Closed adam-does-code closed 3 years ago
Hi,
It is possible to combine multiple matches using joinmatches function, for instance this template:
<vars>
descr_chain = [
"PHRASE",
"exclude('Prerequisite(s)')",
"exclude('Department(s)')",
"joinmatches"
]
</vars>
<group>
{{ course }}*{{ code }} {{ name | PHRASE }} {{ semester }} ({{ lecture_lab_time }}) [{{ weight }}]
{{ description | chain(descr_chain) }}
Prerequisite(s): {{ prereqs | ORPHRASE }}
Department(s): {{ department | ORPHRASE }}
</group>
For this data:
ECON*3400 The Economics of Personnel Management U (3-0) [0.50]
In this course, we examine the economics of personnel management in organizations.
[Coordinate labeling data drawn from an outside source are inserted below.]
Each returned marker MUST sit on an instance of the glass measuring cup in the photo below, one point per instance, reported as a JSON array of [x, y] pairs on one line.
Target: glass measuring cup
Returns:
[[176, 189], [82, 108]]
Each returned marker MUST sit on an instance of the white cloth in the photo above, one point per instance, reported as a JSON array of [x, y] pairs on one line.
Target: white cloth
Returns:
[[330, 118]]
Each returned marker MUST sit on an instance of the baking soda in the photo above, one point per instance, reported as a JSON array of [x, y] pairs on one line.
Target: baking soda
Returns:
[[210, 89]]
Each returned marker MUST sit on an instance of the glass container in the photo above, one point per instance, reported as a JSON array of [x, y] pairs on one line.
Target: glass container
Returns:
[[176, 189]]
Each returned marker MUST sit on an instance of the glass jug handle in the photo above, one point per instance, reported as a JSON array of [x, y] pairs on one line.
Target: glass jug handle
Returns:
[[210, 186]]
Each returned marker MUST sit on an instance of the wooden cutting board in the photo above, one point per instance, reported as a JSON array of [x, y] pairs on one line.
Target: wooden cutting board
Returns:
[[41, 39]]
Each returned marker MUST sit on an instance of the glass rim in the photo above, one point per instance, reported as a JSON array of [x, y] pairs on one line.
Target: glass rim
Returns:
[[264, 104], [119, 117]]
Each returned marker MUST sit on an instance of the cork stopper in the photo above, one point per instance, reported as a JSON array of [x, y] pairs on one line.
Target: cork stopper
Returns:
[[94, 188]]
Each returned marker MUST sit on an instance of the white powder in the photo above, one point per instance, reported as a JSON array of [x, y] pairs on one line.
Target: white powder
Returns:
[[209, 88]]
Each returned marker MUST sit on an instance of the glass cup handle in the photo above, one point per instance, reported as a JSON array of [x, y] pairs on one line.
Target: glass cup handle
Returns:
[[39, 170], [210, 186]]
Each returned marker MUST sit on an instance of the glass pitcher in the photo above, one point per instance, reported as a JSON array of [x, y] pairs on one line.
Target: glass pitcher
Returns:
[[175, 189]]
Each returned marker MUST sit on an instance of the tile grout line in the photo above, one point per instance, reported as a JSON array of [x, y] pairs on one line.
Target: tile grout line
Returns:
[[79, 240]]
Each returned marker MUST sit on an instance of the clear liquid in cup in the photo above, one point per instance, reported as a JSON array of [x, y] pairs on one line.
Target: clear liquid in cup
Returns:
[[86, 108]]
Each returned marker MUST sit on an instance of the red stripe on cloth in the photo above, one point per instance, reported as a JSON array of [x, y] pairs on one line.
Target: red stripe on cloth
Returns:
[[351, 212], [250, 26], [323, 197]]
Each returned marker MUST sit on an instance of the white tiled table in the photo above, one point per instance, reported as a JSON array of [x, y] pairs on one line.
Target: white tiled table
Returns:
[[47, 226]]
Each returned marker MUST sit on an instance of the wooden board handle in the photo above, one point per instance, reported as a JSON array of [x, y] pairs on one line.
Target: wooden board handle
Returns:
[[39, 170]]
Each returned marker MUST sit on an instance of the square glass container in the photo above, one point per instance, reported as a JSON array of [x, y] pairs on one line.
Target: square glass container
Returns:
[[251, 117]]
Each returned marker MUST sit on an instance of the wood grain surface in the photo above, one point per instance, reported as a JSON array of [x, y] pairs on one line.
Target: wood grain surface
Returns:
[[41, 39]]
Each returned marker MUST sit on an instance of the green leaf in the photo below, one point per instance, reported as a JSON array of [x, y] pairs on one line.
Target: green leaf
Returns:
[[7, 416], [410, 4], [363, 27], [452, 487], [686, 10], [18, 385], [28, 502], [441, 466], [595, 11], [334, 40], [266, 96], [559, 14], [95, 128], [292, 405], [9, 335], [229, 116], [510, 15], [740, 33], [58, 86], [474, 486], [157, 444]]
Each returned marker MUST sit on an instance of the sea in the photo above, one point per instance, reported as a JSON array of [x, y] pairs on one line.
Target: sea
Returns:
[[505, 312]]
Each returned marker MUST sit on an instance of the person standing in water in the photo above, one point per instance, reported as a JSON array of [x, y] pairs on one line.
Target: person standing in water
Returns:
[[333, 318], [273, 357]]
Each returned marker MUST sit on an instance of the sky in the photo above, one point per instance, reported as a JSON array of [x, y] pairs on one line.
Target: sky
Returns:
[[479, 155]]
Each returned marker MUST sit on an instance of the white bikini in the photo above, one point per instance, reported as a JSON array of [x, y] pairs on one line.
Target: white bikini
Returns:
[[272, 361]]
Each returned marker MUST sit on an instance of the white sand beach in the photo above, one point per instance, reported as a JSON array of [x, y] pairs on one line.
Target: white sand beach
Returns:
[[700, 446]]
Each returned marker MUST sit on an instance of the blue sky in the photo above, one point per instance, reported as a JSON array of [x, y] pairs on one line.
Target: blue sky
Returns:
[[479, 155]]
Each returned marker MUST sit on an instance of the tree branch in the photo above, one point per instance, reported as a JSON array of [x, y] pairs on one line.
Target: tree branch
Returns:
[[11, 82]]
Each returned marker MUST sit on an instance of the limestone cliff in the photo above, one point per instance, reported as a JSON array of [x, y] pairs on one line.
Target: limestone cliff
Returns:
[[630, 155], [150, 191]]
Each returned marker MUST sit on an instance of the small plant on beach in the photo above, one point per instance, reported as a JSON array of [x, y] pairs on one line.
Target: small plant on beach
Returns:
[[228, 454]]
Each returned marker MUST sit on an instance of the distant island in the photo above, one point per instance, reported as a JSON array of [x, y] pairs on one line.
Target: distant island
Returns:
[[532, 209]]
Using mainstream microeconomic and behavioural economic theory, we will consider
such issues as recruitment, promotion, financial and non-financial incentives,
compensation, job performance, performance evaluation, and investment in personnel.
The interplay between theoretical models and empirical evidence will be emphasized in
considering different approaches to the management of personnel.
Prerequisite(s): ECON*2310 or ECON*2200
Department(s): Department of Economics and Finance
ECON*4400 The Economics of Personnel Management U (7-1) [0.90]
In this course, we examine the economics of personnel management in organizations.
Using mainstream microeconomic and behavioural economic theory, we will consider
such issues as recruitment, promotion, financial and non-financial incentives,
compensation, job performance, performance evaluation, and investment in personnel.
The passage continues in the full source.